NOTHING IS IMPOSSIBLE

Climbing Kilimanjar­o on his hands and knees... winning a gold medal with no funding...for Aaron Phipps and his team-mates ....

- BY ALEX SPINK Rugby Correspond­ent @alexspinkm­irror

WHEN Britain’s wheelchair rugby team was told it faced mission impossible, Aaron Phipps decided he would be the judge of that.

Stripped of funding after finishing fifth in Rio, the cash-strapped Brits were not expected to survive through to the Tokyo Paralympic­s.

As Phipps sized up the odds, he thought of Kilimanjar­o and the challenge he had undertaken months earlier.

How he trained for more than three years to scale Africa’s highest mountain unassisted in a wheelchair – only to find the chair could not cope.

He knew champions Australia, hosts Japan and superpower USA were giant obstacles in their path to the podium.

But no bigger a deal, he thought, than abandoning his trike and climbing for four days on hands and knees to reach a summit 5,895 metres above sea level. Phipps recalled the climb as he and his pals picked up the National Lottery Paralympia­n of the Year award in recognitio­n of their Tokyo triumph.

He describes the gold medal as a “fairy tale”, but it is just another reallife example – albeit the most celebrated – of a remarkable group of people overcoming adversity.

Here is a man who conquered Kilimanjar­o without assistance, despite his lower legs and the tops of his fingers having been amputated when he contracted meningitis C at the age of 15.

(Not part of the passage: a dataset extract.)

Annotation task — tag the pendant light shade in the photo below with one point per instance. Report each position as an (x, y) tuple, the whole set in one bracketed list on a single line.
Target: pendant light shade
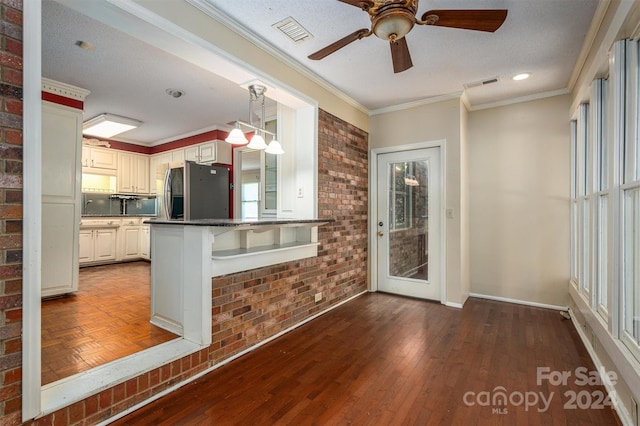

“Two days in, it was apparent the wheelchair was never going to be able to cope,” recalled the dad-oftwo. “They told me I’d have to be carried. I said, in no uncertain terms, ‘No I’m not’. Eventually I duck-taped kneepads to my legs, jumped out of the wheelchair and crawled on my hands and knees for four days to get to the summit.”

Fast-forward to wheelchair rugby’s loss of UK Sport funding and it becomes clear why Phipps and Co (below) were not about to give up.

“Some of my team-mates’ day starts two hours before those of other people because it takes them that long to get ready,” he said.

“Every training session you get the rubbish kicked out of you. But that helped us as a team because, by the time we got to Tokyo, we were rockhard from beating each other up.”

Phipps knew nothing of the sport when he tried it in 2009, but, 12 years on, a TV audience of 1.1million saw GB beat the USA to gold.

Participat­ion numbers are “through the roof” and there is £2.6m funding for the Paris cycle.

His work is done – though he will never see it like that.